Les Springboks ont remporté leur troisième coupe du monde samedi, après leurs exploits de 1995 et 2007, mais pour la première fois avec un capitaine noir.

La victoire des Springboks en finale, à point nommé dans une Afrique du Sud meurtrie

JOHANNESBURG — L’éclatante victoire des Springboks au Mondial de rugby, emmenés pour la première fois par un capitaine noir, Siya Kolisi, intervient à point nommé pour l’Afrique du Sud, en pleine turbulences économiques et sociales, une «euphorie» sportive sur laquelle le gouvernement voudrait bien capitaliser.

«Quelle formidable réussite, Siya Kolisi […]et tous les joueurs. Vous avez fait beaucoup plus que remporter la coupe du monde de rugby. Vous avez restauré la foi d’une nation qui doute d’elle-même», a résumé le très respecté Desmond Tutu, prix Nobel de la paix.

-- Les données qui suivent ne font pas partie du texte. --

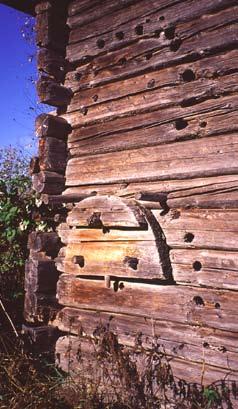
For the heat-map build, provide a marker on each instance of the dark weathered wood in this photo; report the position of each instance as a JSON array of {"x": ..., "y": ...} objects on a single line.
[
  {"x": 51, "y": 29},
  {"x": 48, "y": 182},
  {"x": 52, "y": 155},
  {"x": 67, "y": 348},
  {"x": 40, "y": 308},
  {"x": 107, "y": 40},
  {"x": 158, "y": 163},
  {"x": 134, "y": 60},
  {"x": 138, "y": 259},
  {"x": 106, "y": 211},
  {"x": 40, "y": 339},
  {"x": 34, "y": 165},
  {"x": 41, "y": 276},
  {"x": 51, "y": 63},
  {"x": 51, "y": 93},
  {"x": 47, "y": 125},
  {"x": 26, "y": 6},
  {"x": 192, "y": 343},
  {"x": 201, "y": 113},
  {"x": 61, "y": 199},
  {"x": 184, "y": 95},
  {"x": 43, "y": 241},
  {"x": 183, "y": 304},
  {"x": 217, "y": 269}
]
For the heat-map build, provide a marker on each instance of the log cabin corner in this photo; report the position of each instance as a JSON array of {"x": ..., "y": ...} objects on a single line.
[{"x": 142, "y": 152}]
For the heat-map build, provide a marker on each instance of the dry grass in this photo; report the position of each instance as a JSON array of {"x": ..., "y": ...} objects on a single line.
[{"x": 118, "y": 379}]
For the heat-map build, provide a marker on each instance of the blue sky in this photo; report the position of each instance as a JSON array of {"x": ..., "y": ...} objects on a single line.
[{"x": 18, "y": 100}]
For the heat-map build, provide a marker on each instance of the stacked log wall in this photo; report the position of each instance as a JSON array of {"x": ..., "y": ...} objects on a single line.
[{"x": 150, "y": 93}]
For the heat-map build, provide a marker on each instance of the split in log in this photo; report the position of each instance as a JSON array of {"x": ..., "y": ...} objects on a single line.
[
  {"x": 182, "y": 304},
  {"x": 52, "y": 126},
  {"x": 40, "y": 339},
  {"x": 34, "y": 165},
  {"x": 52, "y": 155},
  {"x": 61, "y": 199},
  {"x": 48, "y": 182},
  {"x": 193, "y": 343},
  {"x": 51, "y": 93},
  {"x": 51, "y": 63}
]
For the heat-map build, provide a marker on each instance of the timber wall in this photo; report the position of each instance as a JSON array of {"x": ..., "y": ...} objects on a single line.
[{"x": 144, "y": 150}]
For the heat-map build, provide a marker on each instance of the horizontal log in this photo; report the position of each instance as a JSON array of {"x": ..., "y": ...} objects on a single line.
[
  {"x": 51, "y": 63},
  {"x": 41, "y": 276},
  {"x": 171, "y": 161},
  {"x": 61, "y": 199},
  {"x": 83, "y": 142},
  {"x": 129, "y": 190},
  {"x": 106, "y": 211},
  {"x": 49, "y": 243},
  {"x": 48, "y": 182},
  {"x": 187, "y": 45},
  {"x": 87, "y": 363},
  {"x": 51, "y": 29},
  {"x": 52, "y": 155},
  {"x": 40, "y": 308},
  {"x": 194, "y": 306},
  {"x": 51, "y": 93},
  {"x": 192, "y": 343},
  {"x": 40, "y": 339},
  {"x": 135, "y": 30},
  {"x": 217, "y": 269},
  {"x": 139, "y": 259},
  {"x": 47, "y": 125},
  {"x": 185, "y": 95},
  {"x": 68, "y": 235}
]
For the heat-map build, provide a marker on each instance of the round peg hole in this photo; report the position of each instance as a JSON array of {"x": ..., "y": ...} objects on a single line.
[
  {"x": 197, "y": 265},
  {"x": 139, "y": 30},
  {"x": 100, "y": 43},
  {"x": 181, "y": 124},
  {"x": 198, "y": 300},
  {"x": 188, "y": 75},
  {"x": 175, "y": 45},
  {"x": 120, "y": 35},
  {"x": 169, "y": 32},
  {"x": 188, "y": 237}
]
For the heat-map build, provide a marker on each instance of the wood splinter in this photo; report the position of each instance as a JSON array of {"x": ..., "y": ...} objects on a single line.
[{"x": 107, "y": 281}]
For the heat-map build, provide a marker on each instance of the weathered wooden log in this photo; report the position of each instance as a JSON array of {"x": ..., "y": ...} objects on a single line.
[
  {"x": 190, "y": 305},
  {"x": 41, "y": 276},
  {"x": 193, "y": 343},
  {"x": 158, "y": 163},
  {"x": 52, "y": 155},
  {"x": 87, "y": 363},
  {"x": 44, "y": 242},
  {"x": 40, "y": 339},
  {"x": 51, "y": 63},
  {"x": 217, "y": 269},
  {"x": 184, "y": 96},
  {"x": 48, "y": 182},
  {"x": 61, "y": 199},
  {"x": 51, "y": 93},
  {"x": 181, "y": 192},
  {"x": 40, "y": 308},
  {"x": 129, "y": 33},
  {"x": 47, "y": 125},
  {"x": 51, "y": 28},
  {"x": 106, "y": 211},
  {"x": 139, "y": 259},
  {"x": 34, "y": 165}
]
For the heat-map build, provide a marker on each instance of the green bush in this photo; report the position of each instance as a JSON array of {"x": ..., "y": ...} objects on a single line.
[{"x": 17, "y": 203}]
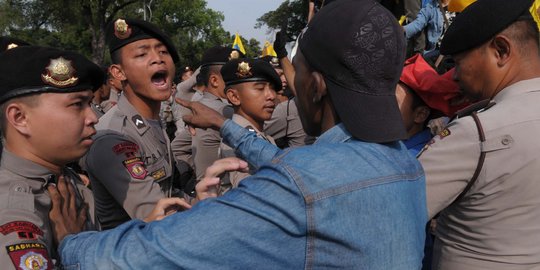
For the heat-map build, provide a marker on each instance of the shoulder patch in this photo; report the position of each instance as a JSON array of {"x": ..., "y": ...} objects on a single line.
[
  {"x": 137, "y": 120},
  {"x": 158, "y": 174},
  {"x": 24, "y": 229},
  {"x": 125, "y": 147},
  {"x": 444, "y": 133},
  {"x": 30, "y": 256},
  {"x": 135, "y": 167}
]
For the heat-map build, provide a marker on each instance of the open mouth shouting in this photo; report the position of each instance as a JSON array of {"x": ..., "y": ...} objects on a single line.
[{"x": 160, "y": 80}]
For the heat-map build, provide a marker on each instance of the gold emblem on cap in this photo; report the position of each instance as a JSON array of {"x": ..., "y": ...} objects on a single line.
[
  {"x": 60, "y": 73},
  {"x": 121, "y": 29},
  {"x": 234, "y": 55},
  {"x": 244, "y": 70},
  {"x": 12, "y": 46},
  {"x": 274, "y": 62}
]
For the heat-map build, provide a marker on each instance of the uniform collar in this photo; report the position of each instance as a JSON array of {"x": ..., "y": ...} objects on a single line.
[
  {"x": 209, "y": 95},
  {"x": 133, "y": 117},
  {"x": 25, "y": 168},
  {"x": 518, "y": 88}
]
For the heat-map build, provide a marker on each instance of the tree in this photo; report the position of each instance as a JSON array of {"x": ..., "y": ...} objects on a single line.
[
  {"x": 79, "y": 25},
  {"x": 290, "y": 16}
]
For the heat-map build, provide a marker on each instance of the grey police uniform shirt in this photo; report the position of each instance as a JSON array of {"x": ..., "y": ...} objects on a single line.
[
  {"x": 181, "y": 144},
  {"x": 285, "y": 126},
  {"x": 496, "y": 225},
  {"x": 205, "y": 143},
  {"x": 232, "y": 179},
  {"x": 25, "y": 231},
  {"x": 129, "y": 165}
]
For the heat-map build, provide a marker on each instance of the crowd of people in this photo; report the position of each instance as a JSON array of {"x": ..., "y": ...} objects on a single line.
[{"x": 356, "y": 150}]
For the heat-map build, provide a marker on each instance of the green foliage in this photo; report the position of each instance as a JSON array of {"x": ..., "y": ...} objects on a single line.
[
  {"x": 290, "y": 16},
  {"x": 80, "y": 24}
]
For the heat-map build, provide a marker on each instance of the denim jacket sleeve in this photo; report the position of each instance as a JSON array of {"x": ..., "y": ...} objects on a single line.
[
  {"x": 209, "y": 236},
  {"x": 247, "y": 145},
  {"x": 419, "y": 23}
]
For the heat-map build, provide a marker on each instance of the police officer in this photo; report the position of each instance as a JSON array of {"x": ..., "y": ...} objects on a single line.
[
  {"x": 130, "y": 164},
  {"x": 47, "y": 122},
  {"x": 251, "y": 86},
  {"x": 482, "y": 171},
  {"x": 205, "y": 143},
  {"x": 7, "y": 43},
  {"x": 285, "y": 125}
]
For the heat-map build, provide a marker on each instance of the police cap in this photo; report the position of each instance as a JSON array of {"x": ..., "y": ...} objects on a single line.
[
  {"x": 30, "y": 70},
  {"x": 125, "y": 31},
  {"x": 249, "y": 70}
]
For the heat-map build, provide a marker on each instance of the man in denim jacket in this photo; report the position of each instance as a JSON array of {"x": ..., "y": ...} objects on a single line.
[{"x": 353, "y": 200}]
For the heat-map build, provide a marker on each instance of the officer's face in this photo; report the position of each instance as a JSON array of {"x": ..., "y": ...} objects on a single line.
[
  {"x": 148, "y": 69},
  {"x": 60, "y": 126},
  {"x": 310, "y": 112},
  {"x": 474, "y": 73},
  {"x": 255, "y": 100}
]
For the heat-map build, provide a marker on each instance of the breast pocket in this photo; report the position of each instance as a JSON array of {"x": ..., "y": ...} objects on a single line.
[{"x": 158, "y": 167}]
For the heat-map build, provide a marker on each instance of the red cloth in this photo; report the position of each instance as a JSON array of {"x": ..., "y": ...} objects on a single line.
[{"x": 439, "y": 92}]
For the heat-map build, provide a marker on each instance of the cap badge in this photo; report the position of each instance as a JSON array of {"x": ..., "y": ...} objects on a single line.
[
  {"x": 60, "y": 73},
  {"x": 12, "y": 46},
  {"x": 244, "y": 70},
  {"x": 121, "y": 29},
  {"x": 274, "y": 62},
  {"x": 234, "y": 55}
]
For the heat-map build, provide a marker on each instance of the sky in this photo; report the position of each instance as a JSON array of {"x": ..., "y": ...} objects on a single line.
[{"x": 241, "y": 16}]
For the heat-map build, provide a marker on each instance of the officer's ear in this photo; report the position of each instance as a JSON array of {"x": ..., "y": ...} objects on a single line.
[
  {"x": 502, "y": 48},
  {"x": 319, "y": 86},
  {"x": 213, "y": 80},
  {"x": 17, "y": 117},
  {"x": 233, "y": 96},
  {"x": 117, "y": 72}
]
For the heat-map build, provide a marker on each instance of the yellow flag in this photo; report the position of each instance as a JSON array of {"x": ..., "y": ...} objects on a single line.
[
  {"x": 268, "y": 49},
  {"x": 238, "y": 44},
  {"x": 402, "y": 20},
  {"x": 535, "y": 9},
  {"x": 459, "y": 5}
]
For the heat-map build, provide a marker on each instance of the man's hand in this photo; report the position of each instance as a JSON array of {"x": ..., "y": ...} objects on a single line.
[
  {"x": 64, "y": 215},
  {"x": 166, "y": 207},
  {"x": 209, "y": 184},
  {"x": 202, "y": 116}
]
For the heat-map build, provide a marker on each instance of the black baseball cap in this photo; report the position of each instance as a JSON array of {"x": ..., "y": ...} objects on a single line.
[
  {"x": 482, "y": 20},
  {"x": 124, "y": 31},
  {"x": 30, "y": 70},
  {"x": 359, "y": 47}
]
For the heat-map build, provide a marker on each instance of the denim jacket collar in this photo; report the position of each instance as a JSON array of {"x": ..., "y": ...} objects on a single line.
[{"x": 338, "y": 133}]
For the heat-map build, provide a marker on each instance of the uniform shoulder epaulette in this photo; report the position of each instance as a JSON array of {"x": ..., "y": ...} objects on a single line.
[{"x": 480, "y": 105}]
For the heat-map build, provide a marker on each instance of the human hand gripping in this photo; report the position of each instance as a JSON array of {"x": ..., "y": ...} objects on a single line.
[
  {"x": 64, "y": 216},
  {"x": 201, "y": 117},
  {"x": 208, "y": 186},
  {"x": 166, "y": 207}
]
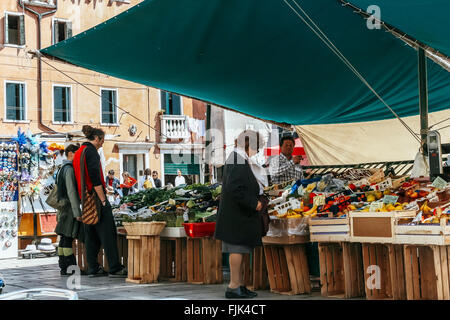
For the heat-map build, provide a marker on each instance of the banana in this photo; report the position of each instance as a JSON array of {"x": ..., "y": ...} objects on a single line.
[
  {"x": 311, "y": 211},
  {"x": 311, "y": 187},
  {"x": 313, "y": 214},
  {"x": 282, "y": 215}
]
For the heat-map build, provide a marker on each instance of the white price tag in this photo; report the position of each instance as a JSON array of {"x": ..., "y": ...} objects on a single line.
[
  {"x": 319, "y": 200},
  {"x": 375, "y": 205},
  {"x": 439, "y": 183},
  {"x": 390, "y": 199}
]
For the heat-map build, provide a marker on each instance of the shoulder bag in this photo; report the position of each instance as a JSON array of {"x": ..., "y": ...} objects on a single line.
[{"x": 90, "y": 203}]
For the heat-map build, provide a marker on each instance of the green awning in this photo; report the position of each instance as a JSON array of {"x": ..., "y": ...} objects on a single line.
[{"x": 259, "y": 58}]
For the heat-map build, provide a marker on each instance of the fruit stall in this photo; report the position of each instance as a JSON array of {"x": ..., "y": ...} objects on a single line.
[
  {"x": 169, "y": 233},
  {"x": 366, "y": 224},
  {"x": 379, "y": 236}
]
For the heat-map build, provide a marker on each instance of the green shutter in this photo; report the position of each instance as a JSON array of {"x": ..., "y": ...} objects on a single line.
[
  {"x": 113, "y": 116},
  {"x": 15, "y": 98},
  {"x": 68, "y": 105},
  {"x": 6, "y": 29},
  {"x": 22, "y": 30},
  {"x": 176, "y": 104},
  {"x": 57, "y": 104},
  {"x": 10, "y": 101},
  {"x": 21, "y": 104},
  {"x": 109, "y": 106},
  {"x": 164, "y": 101},
  {"x": 55, "y": 31}
]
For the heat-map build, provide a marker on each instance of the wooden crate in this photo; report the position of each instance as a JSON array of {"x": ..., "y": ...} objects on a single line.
[
  {"x": 341, "y": 269},
  {"x": 143, "y": 259},
  {"x": 255, "y": 270},
  {"x": 329, "y": 229},
  {"x": 331, "y": 269},
  {"x": 424, "y": 234},
  {"x": 376, "y": 227},
  {"x": 173, "y": 259},
  {"x": 287, "y": 264},
  {"x": 204, "y": 260},
  {"x": 79, "y": 250},
  {"x": 353, "y": 270},
  {"x": 388, "y": 260},
  {"x": 427, "y": 272}
]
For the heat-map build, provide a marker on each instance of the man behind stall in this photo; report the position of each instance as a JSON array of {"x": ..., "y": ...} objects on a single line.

«Si on croit en soi, ses rêves peuvent devenir réalité, a-t-il assuré. Aujourd’hui, notre père, Nelson Mandela (premier président noir sud-africain), sourit depuis le paradis».

Car non seulement les Springboks ont remporté leur troisième coupe du monde samedi, après leurs exploits de 1995 et 2007, mais ils l’ont décrochée avec un capitaine noir.

Une première hautement symbolique dans un pays où les Noirs étaient interdits de participer à l’équipe nationale de rugby pendant les pires heures du régime raciste de l’apartheid, officiellement tombé en 1994.

«Puisse ce moment [...] inspirer notre nation pour construire l’Afrique du Sud rêvée» par Nelson Mandela, a estimé la fondation de l’ancien président, alors que les vieux démons du racisme continuent d’empoisonner l’Afrique du Sud.

Cette victoire est «un exemple parfait de ce que nous pouvons réussir quand on est unis», a-t-elle ajouté.

Après le coup de sifflet final samedi au Japon, Siya Kolisi, le gamin du township devenu héros, n’a pas dit autre chose, sortant, fait rarissime, de son discours purement sportif.

«Nous avons tellement de problèmes dans notre pays, mais nous avons une telle équipe. Nous venons d’origines différentes, de races différentes, mais nous nous sommes rassemblés avec un but unique et nous voulions l’atteindre», a-t-il déclaré.

«Ça montre que si on tire tous dans le même sens, on peut réussir quelque chose», a-t-il conclu son message qui va bien au-delà de la prouesse sportive.

«Histoire incroyable»

«Nous avons besoin de ce genre de positivité dans notre pays», s’est réjoui l’ancien capitaine des Springboks Jean De Villiers, évoquant les problèmes politiques et économiques de son pays.

«Soudain, nous nous sentons tellement mieux en Afrique du Sud. C’est tout simplement incroyable», s’est-il exclamé.

Une «euphorie» dont le président sud-africain Cyril Ramaphosa voudrait bien profiter.

«L’esprit d’unité démontrée pendant la coupe du monde nous montre que l’Afrique du Sud peut surmonter les défis, grâce à la détermination et le travail ensemble», a assuré le gouvernement. «Nous sommes  #PlusFortsEnsemble».

Car cette victoire ne pouvait pas mieux tomber dans un pays où s’accumulent depuis plusieurs années les mauvaises nouvelles: croissance molle, chômage endémique (29 %), très fortes inégalités et criminalité rampante (58 meurtres par jour).

«En Afrique du Sud, a expliqué samedi l’entraîneur des Springboks Rassie Erasmus, la pression, c’est de ne pas avoir de boulot, c’est d’avoir un proche qui se fait tuer... Le rugby ne devrait pas créer de pression, mais plutôt de l’espoir».

Et de l’espoir, le rugby en a suscité beaucoup depuis ce week-end. Notamment avec le fabuleux destin de Siya Kolisi.

«Quand j’étais enfant, la seule chose à laquelle je pensais était de savoir quand j’aurai mon prochain repas», a expliqué, sur le terrain, le capitaine tout juste couronné.

«C’est incroyable de voir une histoire comme celle de Siya», a souligné l’ancienne vedette du rugby sud-africain Bryan Habana. Et voir en plus «un gars galvaniser une équipe qui ne semblait pas pouvoir gagner il y a dix-huit mois, c’est extraordinaire !»

«Il est de la responsabilité» de l’Afrique du Sud de «prendre exemple sur les Boks et de mettre de côté ses querelles insignifiantes», a exhorté le journal Sunday Independent. Dans le cas contraire, a prévenu le Sunday Times, «le pays s’achemine vers un avenir lugubre».